Context / Trigger Conditions

  • Pod status shows ContainerCreating for more than 1-2 minutes
  • kubectl describe pod shows events like:
    • MountVolume.SetUp failed for volume "data" : mount failed: exit status 32
    • mount.nfs: Protocol not supported
    • mount.nfs: access denied by server
  • Pod spec includes an NFS volume mount
  • Other pods on the same node work fine

Solution

Step 1: Identify the NFS path

bash
kubectl describe pod -n <namespace> <pod-name> | grep -A5 "Volumes:"

Look for the NFS server and path (e.g., 10.0.10.15:/mnt/main/myservice)

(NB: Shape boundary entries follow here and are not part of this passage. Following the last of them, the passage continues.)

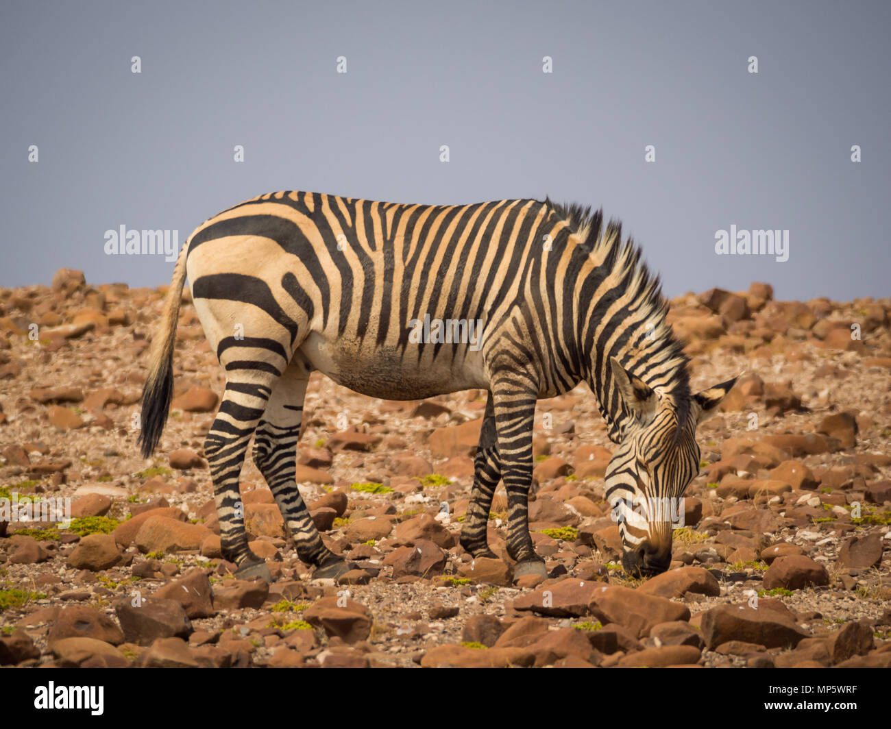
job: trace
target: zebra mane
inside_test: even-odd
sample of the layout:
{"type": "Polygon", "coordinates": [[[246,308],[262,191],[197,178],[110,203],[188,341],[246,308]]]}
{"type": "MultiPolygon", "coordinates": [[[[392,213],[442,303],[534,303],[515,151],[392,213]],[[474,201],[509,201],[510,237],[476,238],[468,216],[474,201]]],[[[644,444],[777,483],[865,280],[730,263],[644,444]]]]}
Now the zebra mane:
{"type": "MultiPolygon", "coordinates": [[[[606,272],[605,275],[614,275],[619,284],[617,294],[613,294],[613,300],[618,297],[626,299],[628,308],[634,312],[634,323],[651,323],[653,332],[650,337],[635,346],[645,346],[648,349],[648,359],[658,360],[660,369],[669,369],[669,376],[665,374],[656,378],[648,377],[647,363],[644,361],[632,367],[630,371],[650,386],[663,389],[669,395],[677,408],[679,423],[686,421],[691,406],[690,373],[687,365],[690,362],[683,353],[684,343],[679,340],[671,326],[666,323],[668,313],[668,301],[662,295],[662,283],[658,274],[652,274],[642,259],[641,249],[628,236],[622,243],[622,224],[617,220],[609,220],[603,226],[603,210],[592,211],[590,206],[583,207],[577,203],[558,204],[550,198],[545,198],[544,204],[562,220],[567,221],[571,233],[579,241],[583,250],[593,258],[598,267],[606,272]]],[[[624,354],[627,345],[622,351],[609,353],[617,356],[623,365],[625,365],[624,354]]],[[[674,433],[674,440],[682,436],[682,429],[674,433]]]]}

Step 2: Verify the export exists on NFS server

SSH to the NFS server and check:

bash
ssh root@<nfs-server> "ls -la /mnt/main/myservice"

Step 3: If directory doesn't exist, create it

bash
ssh root@<nfs-server> "mkdir -p /mnt/main/myservice && chmod 777 /mnt/main/myservice"

Step 4: Add to NFS exports (TrueNAS specific)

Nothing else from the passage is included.